An almost self-conscious pluralism strikes the visitor immediately after clearing immigration in the spotless Managua airport. There, on one wall of the baggage recovery area, is an impressive streamer proclaiming the need for continuing revolution. On the next wall cornering with it is a large plastic four-part sign putting everyone on notice that American Express, Visa, Mastercard, and Diner's Club credit cards are honored in Nicaragua. Can this be the Marxist-Leninist state that Reagan aides have been anxious to destabilize?
There is more pluralism on the highway into Managua, lined with heroic-sized billboards of opposition parties, as well as of the ruling FSLN (Frente Sandinista de Liberacion Nacional). There is pluralism on our official program prepared by the Ministry of Foreign Affairs which calls for meetings with the COSEP (Superior Council of the Private Sector), as well as with the editors of the independent newspaper La Prensa. Among COSEP members are businessmen who led the shutdowns that destabilized Somoza at the crucial final stages of the revolution.
I would later meet with leaders of the opposition: Alfonso Robelo, former junta member and first president of COSEP; the Social Christian Adan Fletes Valle; the Social Democrat Wilfredo Montalvan; the Conservative Jose Castillo Osejo, who owns a radio station.
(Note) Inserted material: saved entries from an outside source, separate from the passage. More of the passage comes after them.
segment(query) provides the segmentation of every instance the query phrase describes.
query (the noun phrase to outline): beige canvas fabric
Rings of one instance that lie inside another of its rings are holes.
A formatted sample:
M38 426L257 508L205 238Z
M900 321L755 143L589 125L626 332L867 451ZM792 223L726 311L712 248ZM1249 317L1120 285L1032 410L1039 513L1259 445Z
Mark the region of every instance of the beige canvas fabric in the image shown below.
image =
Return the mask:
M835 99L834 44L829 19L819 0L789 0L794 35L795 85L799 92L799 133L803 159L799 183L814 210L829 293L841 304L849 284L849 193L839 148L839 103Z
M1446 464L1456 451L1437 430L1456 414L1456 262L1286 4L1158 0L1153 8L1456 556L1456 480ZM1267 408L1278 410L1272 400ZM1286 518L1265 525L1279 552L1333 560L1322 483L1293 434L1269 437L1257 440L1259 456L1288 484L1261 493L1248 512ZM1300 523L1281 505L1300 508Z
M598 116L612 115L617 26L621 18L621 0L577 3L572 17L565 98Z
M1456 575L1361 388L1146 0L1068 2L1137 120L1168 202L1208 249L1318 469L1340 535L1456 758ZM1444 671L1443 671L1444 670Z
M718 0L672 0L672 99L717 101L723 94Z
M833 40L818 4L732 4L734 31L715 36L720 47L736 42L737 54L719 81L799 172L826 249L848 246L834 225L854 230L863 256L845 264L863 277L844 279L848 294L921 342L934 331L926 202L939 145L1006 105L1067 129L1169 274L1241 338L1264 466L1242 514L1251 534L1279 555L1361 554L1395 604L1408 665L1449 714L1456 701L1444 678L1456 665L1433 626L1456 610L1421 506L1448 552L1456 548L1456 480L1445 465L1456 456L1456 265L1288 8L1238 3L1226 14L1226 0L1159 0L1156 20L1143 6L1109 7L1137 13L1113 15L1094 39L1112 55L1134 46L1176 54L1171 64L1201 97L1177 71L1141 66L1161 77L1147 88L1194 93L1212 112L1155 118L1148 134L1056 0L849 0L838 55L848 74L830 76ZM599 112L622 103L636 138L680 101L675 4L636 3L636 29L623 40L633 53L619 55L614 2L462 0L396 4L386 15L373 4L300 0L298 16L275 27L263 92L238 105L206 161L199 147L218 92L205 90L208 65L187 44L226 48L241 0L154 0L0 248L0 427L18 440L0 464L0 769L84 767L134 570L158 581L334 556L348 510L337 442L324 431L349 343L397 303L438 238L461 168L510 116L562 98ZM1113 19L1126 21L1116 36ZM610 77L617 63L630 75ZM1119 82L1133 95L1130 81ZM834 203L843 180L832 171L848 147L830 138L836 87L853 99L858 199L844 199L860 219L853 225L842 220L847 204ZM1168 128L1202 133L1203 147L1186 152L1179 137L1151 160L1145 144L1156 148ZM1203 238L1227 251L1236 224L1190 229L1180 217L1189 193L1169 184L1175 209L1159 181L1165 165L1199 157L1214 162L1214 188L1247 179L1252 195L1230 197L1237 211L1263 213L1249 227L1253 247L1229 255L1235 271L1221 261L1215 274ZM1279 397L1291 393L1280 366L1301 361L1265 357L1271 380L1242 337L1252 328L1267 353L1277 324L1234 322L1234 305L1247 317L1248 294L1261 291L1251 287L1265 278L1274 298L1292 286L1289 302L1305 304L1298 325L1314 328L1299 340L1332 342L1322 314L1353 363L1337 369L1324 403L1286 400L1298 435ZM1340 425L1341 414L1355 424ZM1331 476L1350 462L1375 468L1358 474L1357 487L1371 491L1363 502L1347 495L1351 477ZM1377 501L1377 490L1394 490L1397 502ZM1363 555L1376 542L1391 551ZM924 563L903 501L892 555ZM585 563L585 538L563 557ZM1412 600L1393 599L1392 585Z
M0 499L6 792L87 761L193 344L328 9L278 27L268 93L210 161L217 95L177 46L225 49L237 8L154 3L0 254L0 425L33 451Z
The fact that the meetings were possible at all appeared to substantiate government claims of ongoing pluralism. ''Show me,'' junta member Sergio Ramirez challenged us, ''another revolutionary country where no American company has been expropriated, where there is a free press and where there is private enterprise with incentives.'' (The government had just announced a new package of incentives for private exporters.)